As explained below, because Plaintiff's Complaint seeks to “amend [or] modify” orders by the TSA Administrator, a federal statute, 49 U.S.C. § 46110, requires that Plaintiff's challenge be heard, if at all, by the Court of Appeals. Defendants' motion (Dkt. 22) to dismiss for lack of subject matter jurisdiction is therefore granted, and the case is dismissed without prejudice.

I. BACKGROUND

A. Terrorist Screening Database and DHS TRIP

The Department of Homeland Security (DHS) is responsible for protecting the United States from terrorist attacks at home. See 6 U.S.C. § 111. The Transportation Security Administration (TSA) sits within DHS and is responsible for “security in all modes of transportation.” See 49 U.S.C § 114(d). To that end, Congress charged the TSA Administrator with “assess[ing] threats to transportation [and] develop[ing] policies, strategies, and plans for dealing with threats to transportation security.” See id. §§ 114f)(2-3).

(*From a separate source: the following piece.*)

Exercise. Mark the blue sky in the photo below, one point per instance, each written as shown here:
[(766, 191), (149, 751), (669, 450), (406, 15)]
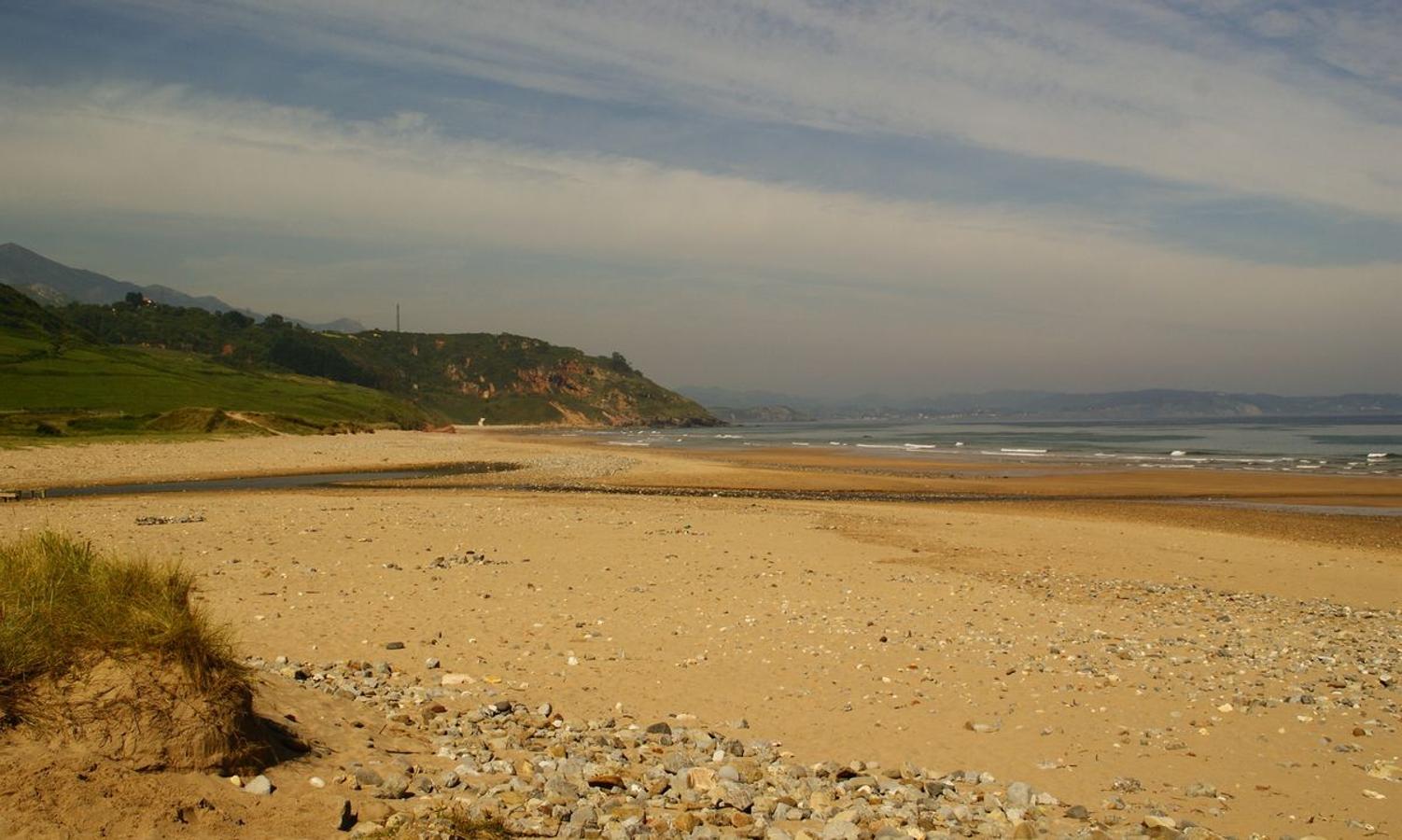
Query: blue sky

The Terrorist Screening Center (the “Screening Center”), organized under the National Security Branch of the Federal Bureau of Investigation (FBI), maintains a terrorism watchlist called the Terrorist Screening Database or Terrorist Screening Dataset (the “Database”). (See Dkt. 22-2). TSA uses the Database to “identify individuals on passenger lists who may be a threat to civil aviation or national security.” 49 U.S.C. § 114(h)(3); (see also Dkt. 22-2 at 5.)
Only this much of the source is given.